Cette publication a un commentaire

  1. vinz

    Le constat de l’ADMR est édifiant. C’est aussi ce que vivent l’ensemble des structures associatives ou publiques de l’aide à domicile. On a voulu professionnaliser un secteur d’activité qui fonctionnait jusqu’alors dans une logique de petits boulots mal rémunérés (souvent au noir), sur des temps partiels subis et sans réelle formation des intervenants. Cette professionnalisation a été positive puuisqu’elle a permis à ce secteur de sortir de cette logique de précarisation.
    La création de l’APA, puis la loi de janvier 2002, puis la loi sur le handicap ont accompagné cette évolution en obligeant les Conseils Généraux à financer davantage les structures qui développaient des emplois de qualité.
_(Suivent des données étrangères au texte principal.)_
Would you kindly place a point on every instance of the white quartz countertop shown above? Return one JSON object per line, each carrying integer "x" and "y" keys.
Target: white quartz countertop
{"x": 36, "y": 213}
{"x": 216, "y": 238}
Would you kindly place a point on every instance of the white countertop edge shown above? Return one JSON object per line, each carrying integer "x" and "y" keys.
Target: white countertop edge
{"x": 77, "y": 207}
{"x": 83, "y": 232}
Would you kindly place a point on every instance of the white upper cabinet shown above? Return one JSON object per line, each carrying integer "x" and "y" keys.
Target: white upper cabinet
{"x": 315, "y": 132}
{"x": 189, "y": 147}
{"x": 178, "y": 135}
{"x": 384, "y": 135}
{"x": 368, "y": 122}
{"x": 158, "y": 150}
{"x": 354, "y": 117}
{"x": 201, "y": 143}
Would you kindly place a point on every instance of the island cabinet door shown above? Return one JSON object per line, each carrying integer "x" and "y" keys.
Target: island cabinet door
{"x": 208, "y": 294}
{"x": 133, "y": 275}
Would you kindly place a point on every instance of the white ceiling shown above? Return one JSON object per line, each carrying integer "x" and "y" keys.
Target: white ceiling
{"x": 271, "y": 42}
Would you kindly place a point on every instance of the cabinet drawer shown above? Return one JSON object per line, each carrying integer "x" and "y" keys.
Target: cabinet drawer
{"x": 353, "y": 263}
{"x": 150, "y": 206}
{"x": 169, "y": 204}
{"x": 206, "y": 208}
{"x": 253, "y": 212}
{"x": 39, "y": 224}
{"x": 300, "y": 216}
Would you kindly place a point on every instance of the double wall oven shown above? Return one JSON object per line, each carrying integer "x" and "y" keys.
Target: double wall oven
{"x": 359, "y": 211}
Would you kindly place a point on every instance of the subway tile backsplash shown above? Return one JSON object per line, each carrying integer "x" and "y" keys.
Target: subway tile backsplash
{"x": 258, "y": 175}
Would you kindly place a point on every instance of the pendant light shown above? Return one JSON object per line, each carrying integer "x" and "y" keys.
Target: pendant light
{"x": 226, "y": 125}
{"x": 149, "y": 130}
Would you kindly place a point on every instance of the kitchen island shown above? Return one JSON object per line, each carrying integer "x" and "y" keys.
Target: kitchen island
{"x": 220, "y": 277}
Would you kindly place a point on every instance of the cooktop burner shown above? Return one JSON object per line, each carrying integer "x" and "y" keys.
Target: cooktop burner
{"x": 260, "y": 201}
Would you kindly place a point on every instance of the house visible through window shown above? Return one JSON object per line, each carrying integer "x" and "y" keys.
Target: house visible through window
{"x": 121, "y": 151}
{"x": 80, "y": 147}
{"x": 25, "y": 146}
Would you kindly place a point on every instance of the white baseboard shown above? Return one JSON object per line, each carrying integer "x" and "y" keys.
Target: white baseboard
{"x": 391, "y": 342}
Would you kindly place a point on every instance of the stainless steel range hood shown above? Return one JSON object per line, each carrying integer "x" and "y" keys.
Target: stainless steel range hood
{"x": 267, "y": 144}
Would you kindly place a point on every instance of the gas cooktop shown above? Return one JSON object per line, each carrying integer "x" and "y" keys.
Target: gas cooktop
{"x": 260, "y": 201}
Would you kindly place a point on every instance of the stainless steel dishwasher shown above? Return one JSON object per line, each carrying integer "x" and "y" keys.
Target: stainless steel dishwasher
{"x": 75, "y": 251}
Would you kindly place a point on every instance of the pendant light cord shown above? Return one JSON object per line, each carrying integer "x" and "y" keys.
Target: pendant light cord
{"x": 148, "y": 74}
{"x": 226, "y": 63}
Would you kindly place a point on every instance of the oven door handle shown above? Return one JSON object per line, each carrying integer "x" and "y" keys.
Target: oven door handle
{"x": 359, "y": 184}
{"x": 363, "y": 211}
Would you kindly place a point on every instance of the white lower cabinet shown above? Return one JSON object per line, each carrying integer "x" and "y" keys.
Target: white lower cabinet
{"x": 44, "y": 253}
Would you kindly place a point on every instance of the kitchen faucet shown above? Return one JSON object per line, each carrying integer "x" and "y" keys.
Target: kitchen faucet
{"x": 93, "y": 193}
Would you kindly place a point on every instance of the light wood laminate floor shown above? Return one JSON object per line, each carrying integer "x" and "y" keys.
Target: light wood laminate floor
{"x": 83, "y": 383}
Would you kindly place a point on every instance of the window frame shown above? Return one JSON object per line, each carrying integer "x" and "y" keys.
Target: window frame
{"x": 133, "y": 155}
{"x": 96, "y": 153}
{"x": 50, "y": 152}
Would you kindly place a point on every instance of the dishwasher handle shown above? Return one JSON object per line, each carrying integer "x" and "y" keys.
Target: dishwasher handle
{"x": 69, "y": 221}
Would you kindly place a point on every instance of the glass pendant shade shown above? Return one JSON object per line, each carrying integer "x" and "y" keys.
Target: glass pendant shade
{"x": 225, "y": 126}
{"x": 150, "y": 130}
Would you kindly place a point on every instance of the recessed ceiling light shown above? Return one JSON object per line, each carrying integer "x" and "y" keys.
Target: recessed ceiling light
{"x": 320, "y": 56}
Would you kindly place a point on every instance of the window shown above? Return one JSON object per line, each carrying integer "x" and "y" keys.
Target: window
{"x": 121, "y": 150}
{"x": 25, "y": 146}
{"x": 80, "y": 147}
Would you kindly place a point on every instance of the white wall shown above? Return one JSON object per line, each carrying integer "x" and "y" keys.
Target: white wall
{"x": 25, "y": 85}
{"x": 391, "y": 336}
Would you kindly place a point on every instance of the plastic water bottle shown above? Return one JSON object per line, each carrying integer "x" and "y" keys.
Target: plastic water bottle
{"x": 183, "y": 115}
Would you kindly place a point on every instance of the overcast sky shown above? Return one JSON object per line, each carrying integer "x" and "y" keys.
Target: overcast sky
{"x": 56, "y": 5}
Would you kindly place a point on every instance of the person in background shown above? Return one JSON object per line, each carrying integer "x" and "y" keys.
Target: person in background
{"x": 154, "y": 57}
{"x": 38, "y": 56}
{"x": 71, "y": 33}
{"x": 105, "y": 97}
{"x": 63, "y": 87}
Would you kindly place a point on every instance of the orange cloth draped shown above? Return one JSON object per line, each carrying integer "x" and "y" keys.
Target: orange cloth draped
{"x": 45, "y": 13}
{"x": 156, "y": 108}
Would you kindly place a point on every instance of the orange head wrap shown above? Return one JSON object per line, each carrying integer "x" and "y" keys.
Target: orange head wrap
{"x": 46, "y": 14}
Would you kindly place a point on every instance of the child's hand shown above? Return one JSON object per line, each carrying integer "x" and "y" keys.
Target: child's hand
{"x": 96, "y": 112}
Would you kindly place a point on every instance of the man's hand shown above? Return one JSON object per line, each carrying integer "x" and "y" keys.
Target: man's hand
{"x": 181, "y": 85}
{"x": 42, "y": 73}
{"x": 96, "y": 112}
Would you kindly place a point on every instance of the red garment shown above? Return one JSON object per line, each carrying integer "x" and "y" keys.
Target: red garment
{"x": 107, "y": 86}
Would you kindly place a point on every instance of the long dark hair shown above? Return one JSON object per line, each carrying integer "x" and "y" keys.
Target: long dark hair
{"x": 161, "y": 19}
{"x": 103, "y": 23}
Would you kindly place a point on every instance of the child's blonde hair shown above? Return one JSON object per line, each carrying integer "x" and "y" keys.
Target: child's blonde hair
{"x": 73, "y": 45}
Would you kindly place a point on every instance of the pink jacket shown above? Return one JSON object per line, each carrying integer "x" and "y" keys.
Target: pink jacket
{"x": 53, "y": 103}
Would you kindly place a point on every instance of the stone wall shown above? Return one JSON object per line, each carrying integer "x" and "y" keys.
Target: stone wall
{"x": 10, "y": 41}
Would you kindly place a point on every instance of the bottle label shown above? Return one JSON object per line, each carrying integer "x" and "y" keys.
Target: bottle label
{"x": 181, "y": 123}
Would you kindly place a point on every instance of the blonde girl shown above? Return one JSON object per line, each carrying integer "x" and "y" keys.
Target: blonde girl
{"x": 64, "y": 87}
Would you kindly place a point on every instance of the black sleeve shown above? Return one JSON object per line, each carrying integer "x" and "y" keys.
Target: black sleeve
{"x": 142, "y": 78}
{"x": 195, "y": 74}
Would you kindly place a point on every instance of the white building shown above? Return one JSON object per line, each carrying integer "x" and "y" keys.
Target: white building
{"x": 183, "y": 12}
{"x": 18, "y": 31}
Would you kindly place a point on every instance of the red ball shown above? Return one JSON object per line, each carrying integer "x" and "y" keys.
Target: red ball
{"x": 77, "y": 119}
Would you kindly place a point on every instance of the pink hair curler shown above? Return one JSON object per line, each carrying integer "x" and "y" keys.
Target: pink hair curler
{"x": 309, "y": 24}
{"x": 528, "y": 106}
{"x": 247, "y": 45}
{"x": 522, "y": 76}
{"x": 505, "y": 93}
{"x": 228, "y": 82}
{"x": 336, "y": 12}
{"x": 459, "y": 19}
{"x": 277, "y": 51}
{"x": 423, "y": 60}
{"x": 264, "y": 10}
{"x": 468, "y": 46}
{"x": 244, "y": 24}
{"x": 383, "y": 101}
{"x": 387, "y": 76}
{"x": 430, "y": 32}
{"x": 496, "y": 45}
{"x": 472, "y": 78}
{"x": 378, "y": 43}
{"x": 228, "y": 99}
Aujourd’hui, c’est toute cette politique de professionnalisation des métiers de l’aide à domicile qui est remise en cause par la suppression de la TP et l’éclatement des moyens financiers des Conseils Généraux.
    C’est un véritable recul en arrière et ce sont les personnes dépendantes qui feront en premier lieu les frais de tout cela.
    Si gouverner c’est prévoir, on peut réellement avoir des doutes sur les capacités de nos actuels gouvernants à anticiper les conséquences de mesures purement idéologiques et issus de calculs bassement politiciens.